Studio album by Steve Winwood
- Released: 2 August 1982
- Recorded: November 1981 – June 1982
- Studio: Netherturkdonic, Gloucestershire, England
- Genre: Electropop; synth-pop;
- Length: 40:32
- Label: Island
- Producer: Steve Winwood

Steve Winwood chronology
| Arc of a Diver (1980) | Talking Back to the Night (1982) | Back in the High Life (1986) |

Singles from Talking Back to the Night
- "Valerie" Released: October 1982; "Still in the Game" Released: 1982;

= Talking Back to the Night =

Talking Back to the Night is the third solo studio album by English recording artist Steve Winwood. Released less than two years after the top 3 hit Arc of a Diver, it failed to see as much success as its predecessor, reaching #28 on the Billboard 200. "Valerie" was a minor hit in 1982, but when it and the title track were remixed and re-released in 1987 for Chronicles, the newer version of "Valerie" became a top 10 hit, while the remix of "Talking Back to the Night" hit the Billboard Hot 100, but failed to crack the Top 40. The track "Help Me Angel" was also remixed for Chronicles, and was then released for the first time as a single.

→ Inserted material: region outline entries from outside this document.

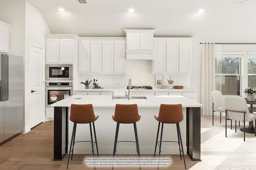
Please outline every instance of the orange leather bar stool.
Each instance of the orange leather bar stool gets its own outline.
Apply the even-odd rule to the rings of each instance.
[[[179,122],[181,122],[183,120],[183,115],[182,114],[182,107],[181,104],[177,105],[165,105],[161,104],[160,109],[159,110],[159,115],[158,117],[154,116],[155,118],[157,121],[159,122],[158,123],[158,128],[157,130],[157,135],[156,136],[156,147],[155,147],[155,153],[154,158],[156,155],[156,145],[158,144],[159,146],[159,154],[158,158],[160,158],[160,152],[161,152],[161,146],[162,142],[176,142],[179,145],[180,149],[180,160],[181,158],[181,152],[183,155],[183,160],[184,160],[184,164],[185,165],[185,169],[186,169],[186,162],[185,162],[185,158],[184,157],[184,151],[183,150],[183,146],[182,145],[182,141],[181,139],[181,135],[180,134],[180,128]],[[160,127],[160,123],[162,123],[162,127],[161,129],[161,137],[160,138],[160,142],[158,142],[158,134],[159,133],[159,128]],[[177,134],[178,135],[178,141],[162,141],[162,137],[163,136],[163,128],[164,127],[164,123],[176,123],[177,128]],[[159,144],[160,143],[160,144]],[[159,166],[158,166],[158,169]]]
[[[89,104],[88,105],[76,105],[71,104],[70,109],[70,116],[69,118],[70,121],[74,122],[74,126],[73,127],[73,132],[72,132],[72,137],[71,137],[71,141],[70,142],[70,146],[69,149],[69,154],[68,155],[68,164],[67,165],[67,169],[68,168],[68,163],[70,156],[70,152],[72,151],[72,156],[71,160],[73,158],[73,151],[74,146],[75,143],[77,142],[90,142],[92,143],[92,155],[94,157],[94,144],[96,144],[96,148],[97,148],[97,153],[98,156],[99,157],[99,152],[98,150],[98,144],[97,144],[97,138],[96,138],[96,132],[95,132],[95,127],[94,126],[94,121],[96,121],[99,117],[99,116],[96,117],[94,116],[93,111],[93,107],[92,105]],[[92,139],[92,123],[93,126],[93,130],[94,134],[94,138],[95,141],[94,142]],[[91,141],[76,141],[75,142],[75,137],[76,136],[76,125],[78,123],[89,123],[90,125],[90,132],[91,134]],[[94,165],[94,169],[95,166]]]
[[[140,159],[140,149],[139,148],[139,142],[138,140],[138,134],[137,133],[137,127],[136,122],[140,119],[140,116],[139,116],[138,111],[138,106],[136,104],[131,105],[121,105],[117,104],[116,105],[115,115],[112,116],[113,120],[117,122],[116,129],[116,137],[113,152],[113,158],[115,157],[116,151],[116,144],[118,142],[136,142],[136,147],[138,152],[138,156]],[[133,123],[135,134],[135,142],[134,141],[117,141],[120,123]],[[114,168],[114,164],[112,166],[112,169]]]

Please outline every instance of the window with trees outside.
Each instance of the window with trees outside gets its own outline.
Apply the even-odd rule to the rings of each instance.
[[[248,55],[248,87],[256,87],[256,55]]]
[[[222,57],[215,58],[216,89],[223,95],[240,95],[240,55],[222,55]],[[256,63],[254,63],[256,66]],[[255,71],[254,78],[256,67]]]

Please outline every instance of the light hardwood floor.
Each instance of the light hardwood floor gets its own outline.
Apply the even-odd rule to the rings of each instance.
[[[201,119],[201,162],[192,161],[186,155],[187,169],[190,170],[256,170],[256,137],[254,134],[246,134],[243,141],[243,132],[235,132],[234,123],[232,130],[228,121],[228,137],[225,137],[225,118],[219,123],[219,117],[215,117],[214,126],[212,126],[211,117]],[[246,126],[248,124],[246,123]],[[68,156],[62,161],[53,161],[53,122],[46,122],[0,146],[0,170],[65,170]],[[90,155],[74,155],[70,162],[68,169],[94,169],[84,162]],[[134,155],[119,155],[129,157]],[[171,159],[168,166],[159,169],[184,169],[184,162],[179,155],[165,155]],[[111,155],[100,155],[100,157]],[[152,157],[142,155],[142,158]],[[96,166],[96,169],[110,170],[111,166]],[[138,166],[115,166],[114,169],[139,169]],[[141,169],[157,169],[156,166],[142,166]]]

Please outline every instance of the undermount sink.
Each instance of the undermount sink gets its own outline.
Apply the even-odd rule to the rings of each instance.
[[[128,99],[128,96],[112,96],[112,99]],[[131,99],[146,99],[147,97],[146,96],[131,96]]]

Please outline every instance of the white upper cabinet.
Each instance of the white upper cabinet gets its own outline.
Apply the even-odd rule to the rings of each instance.
[[[125,73],[125,40],[81,38],[79,42],[78,73]]]
[[[152,73],[191,73],[191,38],[154,38]]]
[[[140,50],[140,34],[138,33],[126,34],[128,43],[127,51]],[[128,43],[129,42],[129,43]]]
[[[73,63],[77,49],[78,36],[76,35],[45,35],[46,62]]]
[[[166,72],[179,72],[179,42],[168,41],[166,45]]]
[[[70,63],[73,62],[73,39],[61,38],[60,39],[60,62]]]
[[[152,59],[155,30],[124,30],[126,59]]]
[[[9,30],[11,25],[0,21],[0,52],[9,52]]]
[[[114,71],[114,45],[113,41],[102,42],[102,69],[103,72]]]
[[[90,44],[90,71],[102,71],[102,46],[100,41],[92,41]]]
[[[90,41],[79,41],[78,49],[78,71],[89,72],[90,49]]]
[[[58,63],[60,56],[60,39],[48,38],[46,40],[46,63]]]
[[[115,41],[114,44],[114,71],[115,73],[125,73],[125,41]]]

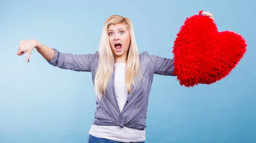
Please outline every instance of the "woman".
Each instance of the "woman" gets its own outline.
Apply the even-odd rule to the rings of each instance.
[[[213,20],[212,15],[204,15]],[[31,39],[21,41],[17,54],[35,48],[48,62],[63,69],[90,72],[96,93],[95,120],[88,143],[144,143],[148,95],[154,74],[174,76],[173,59],[139,54],[133,25],[112,15],[103,28],[99,52],[63,53]]]

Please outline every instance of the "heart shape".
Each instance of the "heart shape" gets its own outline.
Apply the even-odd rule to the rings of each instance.
[[[174,41],[174,74],[181,85],[210,84],[227,76],[246,51],[245,40],[233,31],[219,32],[213,21],[187,18]]]

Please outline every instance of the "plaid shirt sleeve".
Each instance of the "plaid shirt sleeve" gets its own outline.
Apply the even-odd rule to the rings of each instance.
[[[175,76],[174,71],[174,60],[163,58],[157,56],[148,55],[154,64],[154,73],[160,75]]]
[[[47,61],[50,64],[62,69],[91,72],[90,64],[96,57],[96,54],[76,55],[64,53],[56,49],[53,49],[55,51],[53,59]]]

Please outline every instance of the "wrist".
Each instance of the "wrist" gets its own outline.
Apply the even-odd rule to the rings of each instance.
[[[35,45],[35,48],[36,49],[38,49],[40,48],[40,43],[39,43],[38,41],[35,39],[33,40],[34,41],[34,45]]]

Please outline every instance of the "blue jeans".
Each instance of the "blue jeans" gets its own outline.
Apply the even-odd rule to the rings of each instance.
[[[143,141],[140,142],[137,142],[136,143],[145,143],[145,142]],[[118,141],[113,141],[105,138],[99,138],[90,135],[89,135],[88,138],[88,143],[124,143]]]

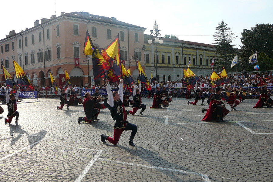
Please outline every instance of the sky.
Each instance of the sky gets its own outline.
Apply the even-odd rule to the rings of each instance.
[[[163,37],[212,44],[216,27],[223,21],[237,36],[232,44],[240,48],[241,32],[257,24],[273,24],[272,0],[64,0],[1,1],[0,39],[34,26],[34,22],[64,12],[85,12],[145,28],[149,34],[155,21]],[[3,8],[5,7],[5,8]]]

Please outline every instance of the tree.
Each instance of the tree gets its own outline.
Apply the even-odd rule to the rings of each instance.
[[[251,30],[244,29],[243,32],[241,33],[241,42],[243,44],[241,46],[242,51],[240,63],[242,71],[252,70],[253,65],[248,65],[248,57],[256,51],[258,51],[258,64],[259,65],[259,67],[260,53],[263,52],[264,53],[265,55],[261,56],[263,58],[268,56],[269,58],[273,58],[273,25],[268,23],[265,25],[257,24],[255,27],[251,28]],[[264,69],[266,67],[260,67],[263,70],[269,70]]]
[[[220,69],[224,67],[228,72],[231,69],[232,60],[236,55],[236,49],[233,48],[235,45],[231,44],[237,37],[234,36],[234,33],[230,30],[231,28],[228,27],[228,24],[222,21],[221,24],[218,24],[216,27],[218,30],[214,33],[214,43],[217,53],[216,69]]]
[[[172,34],[171,35],[170,35],[169,34],[167,34],[164,36],[164,38],[167,38],[168,39],[176,39],[176,40],[178,39],[178,37],[177,37],[175,35],[173,35],[173,34]]]

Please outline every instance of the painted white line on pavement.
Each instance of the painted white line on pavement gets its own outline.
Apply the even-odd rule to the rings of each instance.
[[[79,176],[78,178],[75,180],[75,182],[80,182],[82,181],[85,175],[86,174],[88,171],[88,170],[90,168],[92,167],[92,166],[93,165],[94,163],[99,158],[99,155],[100,155],[102,152],[102,151],[99,151],[95,155],[95,156],[94,156],[93,159],[91,160],[91,161],[90,161],[88,165],[86,166],[86,167],[85,167],[85,168],[84,168],[84,169],[83,170],[83,172],[82,172],[81,174],[80,174],[80,175]]]
[[[77,112],[76,113],[72,113],[72,114],[71,114],[71,115],[72,115],[72,114],[77,114],[77,113],[81,113],[83,112],[83,111],[80,111]]]
[[[130,166],[140,166],[140,167],[146,167],[147,168],[150,168],[151,169],[155,169],[157,170],[167,170],[169,171],[171,171],[173,172],[175,172],[177,173],[180,173],[184,174],[193,174],[196,175],[196,176],[201,176],[202,177],[202,178],[204,181],[206,182],[211,182],[211,181],[208,178],[208,176],[207,174],[202,174],[199,173],[196,173],[195,172],[190,172],[189,171],[186,171],[178,170],[177,169],[170,169],[169,168],[166,168],[165,167],[155,167],[153,166],[148,166],[148,165],[143,165],[142,164],[135,164],[134,163],[129,163],[128,162],[122,162],[121,161],[117,161],[116,160],[113,160],[110,159],[99,159],[99,160],[104,160],[106,161],[107,162],[113,162],[115,163],[118,163],[119,164],[127,164]]]
[[[257,134],[256,133],[256,132],[254,132],[254,131],[251,130],[250,130],[250,129],[249,129],[249,128],[248,128],[246,126],[244,126],[242,124],[240,123],[239,123],[239,122],[235,121],[235,123],[236,123],[238,124],[239,125],[240,125],[240,126],[242,126],[242,127],[243,127],[243,128],[244,128],[246,130],[247,130],[248,131],[249,131],[249,132],[251,133],[253,133],[253,134]]]
[[[168,124],[168,120],[169,120],[169,116],[166,117],[166,119],[165,119],[165,124]]]
[[[42,141],[42,140],[45,140],[45,139],[46,139],[45,138],[43,138],[43,139],[42,139],[42,140],[39,140],[39,141],[38,141],[36,142],[35,142],[35,143],[33,143],[31,145],[29,145],[29,146],[27,146],[27,147],[24,147],[24,148],[22,148],[22,149],[20,149],[20,150],[17,150],[17,151],[16,151],[16,152],[13,152],[13,153],[11,153],[11,154],[10,154],[6,156],[5,156],[5,157],[2,157],[2,158],[0,158],[0,161],[1,161],[2,160],[4,160],[4,159],[6,159],[6,158],[7,158],[8,157],[10,157],[10,156],[13,156],[13,155],[14,155],[15,154],[16,154],[17,153],[19,153],[19,152],[21,152],[21,151],[22,151],[22,150],[24,150],[25,149],[27,149],[27,148],[29,148],[29,147],[31,147],[31,146],[32,146],[32,145],[35,145],[35,144],[37,144],[38,143],[39,143],[39,142],[41,142],[41,141]]]
[[[55,109],[50,109],[50,110],[46,110],[46,111],[45,111],[45,112],[47,112],[47,111],[52,111],[52,110],[56,110],[56,109],[56,109],[56,107],[55,107]],[[60,109],[60,110],[62,110]]]

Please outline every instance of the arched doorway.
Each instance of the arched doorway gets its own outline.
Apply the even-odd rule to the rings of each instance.
[[[72,85],[82,86],[84,85],[83,80],[83,72],[79,68],[76,67],[73,68],[69,74],[69,77]]]
[[[163,75],[162,76],[162,81],[163,82],[165,82],[165,75]]]
[[[40,86],[46,86],[46,80],[45,79],[45,73],[42,71],[39,72],[38,76],[38,79],[39,82],[39,85]]]

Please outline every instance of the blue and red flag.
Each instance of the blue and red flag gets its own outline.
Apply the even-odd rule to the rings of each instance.
[[[145,87],[147,88],[147,90],[150,90],[152,89],[152,87],[150,85],[149,81],[147,78],[146,74],[144,72],[144,71],[142,69],[141,65],[140,63],[138,62],[138,72],[139,75],[139,81],[141,83],[143,83],[145,86]]]
[[[11,94],[14,94],[17,91],[18,89],[17,84],[15,82],[14,79],[12,77],[3,64],[1,64],[1,65],[4,76],[6,80],[6,86],[9,86],[12,89],[12,90],[11,91]]]
[[[13,59],[13,60],[18,86],[28,87],[32,90],[34,90],[33,85],[30,83],[30,81],[26,76],[24,70],[14,59]]]

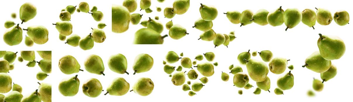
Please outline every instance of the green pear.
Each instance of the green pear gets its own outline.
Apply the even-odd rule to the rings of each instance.
[[[212,23],[212,21],[205,21],[201,18],[196,20],[194,24],[195,25],[192,26],[192,27],[196,28],[198,30],[204,32],[209,31],[212,28],[212,26],[213,26],[213,24]]]
[[[94,40],[93,40],[93,37],[91,34],[92,33],[90,33],[89,35],[85,38],[80,40],[80,41],[78,42],[78,45],[81,49],[84,50],[87,50],[93,48],[93,46],[94,46]]]
[[[132,90],[134,92],[140,95],[147,96],[152,93],[154,88],[154,84],[150,79],[141,78],[135,83]]]
[[[259,25],[264,26],[268,24],[267,22],[267,15],[269,12],[264,9],[260,9],[252,15],[252,19],[250,21]]]
[[[264,62],[250,59],[244,59],[246,63],[246,69],[250,78],[256,82],[263,81],[268,74],[268,67]]]
[[[282,90],[290,89],[294,85],[294,76],[289,72],[280,76],[277,79],[277,87]]]
[[[136,0],[124,0],[122,2],[122,6],[126,7],[130,12],[133,12],[137,9],[137,1]]]
[[[153,58],[149,55],[144,53],[137,55],[132,65],[132,69],[134,71],[133,74],[148,71],[153,66]]]
[[[290,60],[281,57],[274,58],[268,64],[270,71],[276,74],[282,74],[286,71],[288,64],[287,62]]]
[[[107,88],[107,93],[104,94],[114,96],[122,96],[127,93],[130,88],[130,84],[122,77],[114,79]]]
[[[0,72],[0,93],[6,93],[12,88],[12,79],[6,73]]]
[[[143,14],[140,14],[138,13],[131,14],[131,23],[133,25],[138,24],[140,23],[140,21],[141,20],[141,18],[142,17],[143,15]]]
[[[127,69],[127,61],[126,58],[122,54],[118,53],[110,56],[108,59],[108,66],[114,72],[123,74],[129,73],[126,71]]]
[[[305,64],[302,67],[306,67],[316,72],[322,73],[328,70],[331,65],[331,61],[325,59],[321,56],[320,52],[316,51],[306,58]]]
[[[223,13],[227,15],[227,18],[229,21],[234,24],[238,24],[240,23],[240,12],[237,11],[229,11],[227,13]]]
[[[160,33],[150,28],[142,28],[135,33],[134,44],[162,44],[163,39],[168,35],[163,36]]]
[[[339,37],[323,35],[319,34],[317,46],[321,56],[326,60],[331,60],[341,58],[346,52],[346,45]]]
[[[328,9],[319,8],[316,9],[316,21],[322,25],[330,24],[332,21],[332,15]]]
[[[37,7],[33,4],[26,2],[20,8],[20,19],[22,21],[21,24],[26,22],[33,19],[37,14]]]
[[[247,52],[241,52],[241,53],[238,55],[238,61],[239,61],[239,63],[240,64],[246,65],[247,62],[245,60],[244,60],[244,59],[249,60],[251,57],[251,55],[250,55],[250,50],[249,50]]]
[[[246,9],[243,11],[240,14],[239,18],[240,22],[240,26],[246,25],[252,23],[252,21],[250,21],[252,18],[252,12],[250,9]]]
[[[199,63],[194,67],[197,68],[197,71],[205,77],[211,76],[215,73],[213,64],[208,62]]]
[[[67,75],[83,71],[80,69],[80,66],[76,59],[71,55],[66,55],[60,58],[59,67],[62,73]]]
[[[72,25],[68,21],[59,21],[53,25],[55,25],[59,33],[63,36],[69,36],[72,33]]]
[[[101,82],[96,78],[91,78],[86,81],[82,85],[83,94],[91,97],[98,97],[102,93],[103,87]]]
[[[22,29],[19,25],[7,29],[4,33],[4,42],[7,45],[16,45],[22,42]]]
[[[125,32],[129,28],[131,20],[130,12],[125,7],[112,6],[112,31],[115,33]]]
[[[200,4],[201,6],[199,10],[201,17],[204,20],[207,21],[214,20],[218,15],[218,11],[216,7],[212,5],[202,5]]]
[[[163,24],[159,20],[151,19],[149,17],[149,20],[147,21],[147,28],[153,30],[158,33],[161,34],[163,31]]]
[[[88,5],[88,3],[85,2],[81,2],[78,5],[78,9],[80,9],[80,11],[83,12],[88,12],[88,11],[89,11],[89,6]]]
[[[349,14],[346,11],[339,11],[334,14],[333,20],[338,25],[344,26],[349,24]]]
[[[294,27],[300,23],[301,16],[301,13],[298,9],[293,8],[286,9],[283,14],[283,20],[285,24],[287,27],[286,31],[288,28]]]
[[[183,72],[178,72],[172,76],[172,82],[175,85],[183,85],[185,83],[185,73]]]
[[[190,7],[190,0],[176,0],[173,2],[174,12],[178,14],[184,14]]]
[[[234,75],[233,77],[233,84],[237,87],[244,87],[249,83],[249,77],[245,72],[240,72]]]
[[[71,46],[76,47],[78,46],[79,42],[81,37],[77,34],[72,34],[66,39],[65,44],[67,44]]]
[[[265,62],[269,62],[272,59],[273,56],[273,54],[272,52],[269,50],[264,50],[261,52],[257,52],[259,53],[259,55],[261,57],[261,59]]]
[[[314,25],[316,23],[316,14],[313,10],[310,9],[305,9],[301,12],[301,22],[309,27],[314,28]]]
[[[267,15],[267,22],[270,25],[273,26],[276,26],[282,25],[284,22],[283,19],[283,14],[284,11],[280,8],[269,12]]]

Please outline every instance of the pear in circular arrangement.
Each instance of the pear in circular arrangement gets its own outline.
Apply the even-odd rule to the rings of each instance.
[[[33,19],[37,15],[37,7],[30,2],[23,4],[20,8],[20,19],[21,24]]]
[[[140,95],[147,96],[152,93],[154,88],[154,84],[150,79],[141,78],[135,83],[132,90],[134,92]]]
[[[181,66],[185,68],[192,68],[192,64],[191,63],[191,60],[188,57],[184,57],[181,59],[180,61]]]
[[[206,21],[200,18],[196,20],[194,23],[195,25],[192,27],[195,27],[200,31],[206,32],[209,31],[212,28],[213,24],[212,21]]]
[[[338,25],[344,26],[349,24],[349,14],[346,11],[339,11],[334,14],[333,20]]]
[[[46,73],[40,71],[38,72],[38,73],[37,73],[37,79],[40,81],[44,80],[49,76],[49,75]]]
[[[12,88],[12,79],[6,73],[0,72],[0,93],[6,93]]]
[[[61,21],[70,21],[71,19],[71,14],[67,11],[61,11],[59,15],[59,18]]]
[[[346,52],[346,45],[337,36],[319,34],[317,46],[321,56],[326,60],[331,60],[341,58]]]
[[[233,84],[237,87],[242,88],[249,83],[249,77],[245,72],[240,72],[236,74],[233,77]]]
[[[310,9],[305,9],[301,12],[301,22],[309,27],[314,28],[316,23],[316,14],[315,12]]]
[[[126,7],[130,12],[133,12],[137,9],[137,1],[136,0],[125,0],[122,2],[122,6]]]
[[[148,28],[141,28],[135,33],[134,44],[162,44],[163,39],[168,35],[163,36],[156,31]]]
[[[132,65],[132,69],[134,71],[133,74],[148,71],[153,66],[153,58],[149,55],[144,53],[137,55]]]
[[[6,60],[8,62],[9,64],[11,64],[15,61],[17,55],[16,55],[18,52],[16,52],[14,53],[12,52],[6,51],[5,53],[5,55],[4,56],[4,59]]]
[[[59,21],[53,25],[55,25],[55,27],[60,34],[66,36],[72,33],[72,25],[68,21]]]
[[[127,93],[130,88],[130,84],[122,77],[118,77],[113,80],[107,88],[107,93],[104,94],[114,96],[122,96]]]
[[[322,25],[330,24],[332,21],[332,15],[331,12],[328,9],[319,8],[316,9],[316,21],[317,23]]]
[[[277,79],[277,87],[282,90],[290,89],[294,85],[294,76],[289,72],[280,76]]]
[[[237,65],[231,69],[231,72],[229,72],[229,73],[235,75],[239,72],[243,72],[243,69],[240,66]]]
[[[175,0],[173,2],[174,12],[178,14],[184,14],[190,7],[190,0]]]
[[[12,91],[7,95],[5,96],[4,98],[4,102],[21,102],[21,100],[23,97],[23,96],[17,91]]]
[[[266,79],[269,70],[264,62],[253,59],[244,60],[247,62],[246,69],[250,78],[256,82],[261,82]]]
[[[267,15],[269,12],[264,9],[260,9],[252,15],[252,19],[250,21],[259,25],[264,26],[268,24],[267,22]]]
[[[52,84],[46,83],[39,84],[38,93],[40,94],[42,101],[44,102],[52,102]]]
[[[22,29],[19,26],[19,24],[6,29],[4,33],[3,39],[7,45],[16,45],[22,42]]]
[[[250,55],[250,50],[249,50],[247,52],[244,52],[239,54],[238,55],[238,59],[240,64],[245,65],[247,62],[244,60],[244,59],[249,60],[251,57],[251,55]]]
[[[314,81],[312,81],[312,88],[314,90],[318,92],[322,91],[324,89],[324,83],[321,82],[320,80],[314,78]]]
[[[21,102],[41,102],[41,95],[38,93],[38,89],[36,91],[25,96]]]
[[[174,85],[180,86],[185,83],[185,73],[183,72],[178,72],[174,74],[172,76],[172,82]]]
[[[205,77],[212,76],[215,73],[213,64],[208,62],[199,63],[194,67],[197,68],[197,71]]]
[[[78,92],[80,80],[75,76],[62,79],[59,83],[59,89],[60,93],[65,96],[73,96]]]
[[[67,44],[71,46],[76,47],[78,46],[79,42],[81,37],[77,34],[72,34],[66,39],[65,44]]]
[[[143,14],[140,14],[138,13],[131,14],[131,23],[133,25],[137,25],[140,23],[140,20]]]
[[[252,23],[252,21],[250,21],[252,19],[252,11],[250,9],[246,9],[243,11],[240,14],[239,18],[240,22],[240,26],[246,25]]]
[[[211,41],[215,39],[216,36],[216,34],[215,31],[213,29],[211,29],[208,31],[202,33],[201,35],[200,35],[200,38],[198,40],[201,39],[204,41]]]
[[[114,72],[120,74],[126,73],[129,74],[126,71],[127,61],[126,58],[122,54],[118,53],[110,56],[108,59],[108,66]]]
[[[78,72],[80,66],[74,57],[71,55],[64,56],[59,60],[59,68],[64,74],[69,75]]]
[[[288,28],[294,27],[300,23],[301,16],[301,13],[298,9],[293,8],[286,9],[283,14],[283,20],[285,24],[287,27],[286,31]]]
[[[98,79],[91,78],[86,81],[82,85],[83,94],[91,97],[98,97],[102,93],[103,87]]]
[[[173,18],[175,15],[175,13],[174,13],[174,8],[173,7],[166,7],[165,8],[164,8],[163,12],[164,17],[169,19]]]
[[[91,34],[91,33],[90,33],[86,37],[80,40],[80,41],[78,42],[78,45],[81,49],[87,50],[93,48],[93,46],[94,46],[94,40],[93,39]]]
[[[129,28],[131,20],[130,12],[125,7],[112,6],[112,31],[115,33],[125,32]]]
[[[270,71],[276,74],[282,74],[286,71],[288,62],[289,60],[279,57],[274,58],[268,64]]]
[[[169,36],[174,39],[180,39],[189,34],[186,29],[179,25],[174,25],[169,29]]]
[[[218,15],[218,11],[216,7],[212,5],[203,5],[200,4],[201,6],[199,9],[201,17],[205,21],[211,21],[216,19]]]
[[[164,65],[163,69],[164,70],[164,72],[167,74],[170,74],[174,71],[174,70],[175,70],[175,66],[171,66],[169,65]]]
[[[234,24],[238,24],[240,23],[240,12],[237,11],[229,11],[223,14],[227,15],[227,18],[229,21]]]
[[[276,26],[282,25],[284,23],[283,14],[284,11],[282,8],[282,6],[279,8],[269,13],[267,15],[267,22],[273,26]]]
[[[324,72],[320,74],[320,77],[322,79],[322,83],[324,82],[327,82],[331,79],[332,79],[336,76],[337,74],[337,68],[336,66],[331,64],[331,66],[329,70]]]
[[[316,51],[305,59],[305,64],[302,66],[317,73],[324,72],[330,69],[330,60],[325,59],[321,56],[320,52]]]
[[[260,55],[261,59],[265,62],[269,62],[273,56],[272,52],[269,50],[264,50],[257,53],[259,53],[259,55]]]
[[[192,69],[187,72],[187,77],[190,79],[196,79],[197,78],[198,76],[198,74],[195,70]]]
[[[88,3],[86,2],[81,2],[81,3],[80,3],[80,4],[78,5],[78,9],[80,9],[80,11],[81,12],[87,13],[88,12],[88,11],[89,11],[89,6],[88,5]]]

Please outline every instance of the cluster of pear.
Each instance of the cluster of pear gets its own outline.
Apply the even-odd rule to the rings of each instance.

Winwood played all of the instruments on the album.

== Critical reception ==

Reviewing for Rolling Stone in 1982, Parke Puterbaugh said the album is "for the most part a bland, easy-listening electropop rut". Mark Cooper was critical of the album, saying that the music "lacks the eccentricity or excitement that characterised Traffic's best work", adding that the "ludicrous" synths "emphasise the blandness of Winwood's current style".

Professional ratings
Review scores
| Source | Rating |
| AllMusic | Star |
| Christgau's Record Guide: The '80s | C |
| Rolling Stone | Star |

==Track listing==

Side one
| No. | Title | Length |
|---|---|---|
| 1. | "Valerie" | 4:05 |
| 2. | "Big Girls Walk Away" | 3:51 |
| 3. | "And I Go" | 4:12 |
| 4. | "While There's a Candle Burning" | 3:08 |
| 5. | "Still in the Game" | 4:49 |

Side two
| No. | Title | Length |
|---|---|---|
| 6. | "It Was Happiness" | 4:59 |
| 7. | "Help Me Angel" | 5:05 |
| 8. | "Talking Back to the Night" | 5:43 |
| 9. | "There's a River" | 4:40 |
| Total length: |  | 40:32 |

== Personnel ==
- Steve Winwood – lead and backing vocals, Prophet-5, Multimoog (also used for fretless bass), Hammond B3 organ, Linn LM-1 programming
- Nicole Winwood – backing vocals (tracks 2 and 5)

Production
- Steve Winwood – producer, engineer, mixing
- John "Nobby" Clarke – assistant engineer
- Lynn Goldsmith – photography
- Tony Wright – artwork

==Charts==

===Weekly charts===

| Chart (1982) | Peak position |
|---|---|
| Australian Albums (Kent Music Report) | 21 |
| Canada Top Albums/CDs (RPM) | 12 |
| Dutch Albums (Album Top 100) | 6 |
| German Albums (Offizielle Top 100) | 9 |
| Japanese Albums (Oricon) | 66 |
| New Zealand Albums (RMNZ) | 19 |
| Norwegian Albums (VG-lista) | 7 |
| Swedish Albums (Sverigetopplistan) | 17 |
| UK Albums (OCC) | 6 |
| US Billboard 200 | 28 |

===Year-end charts===

| Chart (1982) | Position |
|---|---|
| Canada Top Albums/CDs (RPM) | 59 |

==Certifications==

}

| Region | Certification | Certified units/sales |
| Canada (Music Canada) | Gold | 50,000^{^} |
^{^} Shipments figures based on certification alone.